Sports-related concussions

Keeping young athletes safe

The Centers for Disease Control and Prevention estimates that 1.5 to 3.8 million sports-related concussions occur each year in the United States, 65 percent of them in children and teens.

A growing concern about the long-term effects of these injuries, particularly in young athletes, has led to significant changes in diagnosis and treatment, says Amy L. McIntosh, M.D., of Mayo Clinic in Rochester, Minn.

"The developing brains of children and adolescents are more vulnerable to concussion than adult brains are and respond to injury differently," she explains. "Children take longer to recover, and symptoms such as trouble concentrating often show up in the classroom."

That understanding has led to better sideline assessment and rigorous return-to-activity guidelines. "We now have a very clear sense of when a child's brain has recovered enough to resume full mental and physical functioning. That's a major change in the last five years."

A key component in managing concussion is baseline testing, available to student athletes in Minnesota and Arizona through Mayo Clinic and through many schools and centers nationwide.

"Baseline assessments provide an objective measure of how the brain is performing before and after a suspected concussive injury," Dr. McIntosh says. And the evidence is hard to refute, even if players insist they're not injured.

Athletes are diagnosed at the time of injury. Any player who sustains a blow to the head or neck and has post-concussive symptoms such as headache, dizziness, nausea or loss of balance is immediately removed from play and undergoes after-injury cognitive testing.

Concussed players with severe or worsening symptoms receive further evaluation in the emergency department. Those who are stable or improving are referred to Mayo Clinic's Sports Medicine Center. All athletes begin a comprehensive return-to-play program as soon as they're asymptomatic.

Getting to normal

"The first step in our return-to-play protocol is complete physical and cognitive rest — no driving, reading, texting, video games or TV," Dr. McIntosh says. "It's definitely challenging for kids, but activities that require concentration and attention delay recovery and can make symptoms worse."

After the first phase — which may last only a day or two — athletes advance through five more stages of graduated physical and cognitive challenges. Those who develop symptoms at any time stop and rest until the symptoms clear. They then resume the program on the level at which they were symptom-free.

Dr. McIntosh says the program, which is the same one used in professional sports, takes a minimum of six to 10 days to complete.

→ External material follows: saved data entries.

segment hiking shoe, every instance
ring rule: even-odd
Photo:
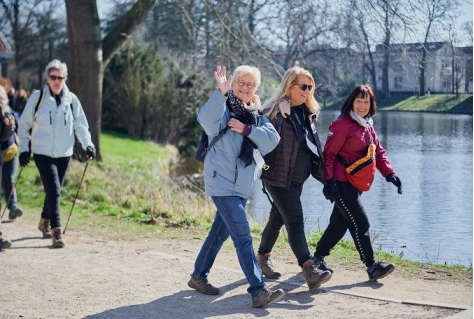
[[[49,223],[49,219],[41,218],[38,229],[43,233],[43,238],[51,238],[51,224]]]
[[[53,238],[53,247],[54,248],[63,248],[64,241],[63,236],[61,233],[61,227],[56,227],[51,230],[52,238]]]
[[[304,278],[308,284],[308,288],[315,289],[331,279],[331,272],[321,270],[315,265],[312,259],[305,261],[302,267]]]
[[[10,212],[8,213],[8,218],[10,220],[13,220],[17,217],[20,217],[21,215],[23,215],[23,212],[21,211],[21,209],[13,208],[13,209],[10,209]]]
[[[257,254],[256,258],[265,278],[279,279],[281,277],[281,274],[273,268],[272,262],[270,261],[270,253],[265,255]]]
[[[12,246],[12,242],[6,238],[0,237],[0,250],[8,249]]]
[[[218,295],[220,294],[219,288],[214,287],[211,285],[207,278],[198,278],[194,277],[191,274],[191,279],[188,281],[188,286],[190,288],[196,289],[197,291],[202,292],[205,295]]]
[[[372,267],[367,267],[369,281],[377,281],[377,279],[387,277],[395,270],[395,265],[376,261]]]
[[[326,262],[324,261],[323,256],[314,256],[313,261],[314,261],[314,265],[318,267],[319,269],[321,269],[322,271],[329,271],[331,275],[334,274],[334,270],[332,270],[332,268],[329,268],[326,265]]]
[[[280,300],[285,293],[282,289],[277,290],[270,290],[270,289],[262,289],[260,290],[253,298],[252,307],[254,308],[261,308],[265,305],[268,305],[272,302]]]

Athletes then undergo testing to make sure they're back to baseline before they are cleared to play.

Youth athletes who remain symptomatic receive more-intensive care. "If symptoms last longer than two weeks, we refer patients to the complex concussion team, which includes brain rehabilitation specialists, occupational and speech therapists, and a neuropsychologist," Dr. McIntosh explains. "They manage post-concussion symptoms and assist in making the life adjustments that can help kids recover more easily."

Dr. McIntosh says that the goal is finding the safest and most expeditious way to get young athletes back playing sports. "We have a well-established, comprehensive and highly successful protocol in place to ensure that injured players don't resume play too soon."

The greatest concern is second impact syndrome, which occurs when the brain sustains a second injury while still recovering from the first. "It's fatal in 50 percent of cases," Dr. McIntosh notes. "And it's completely preventable."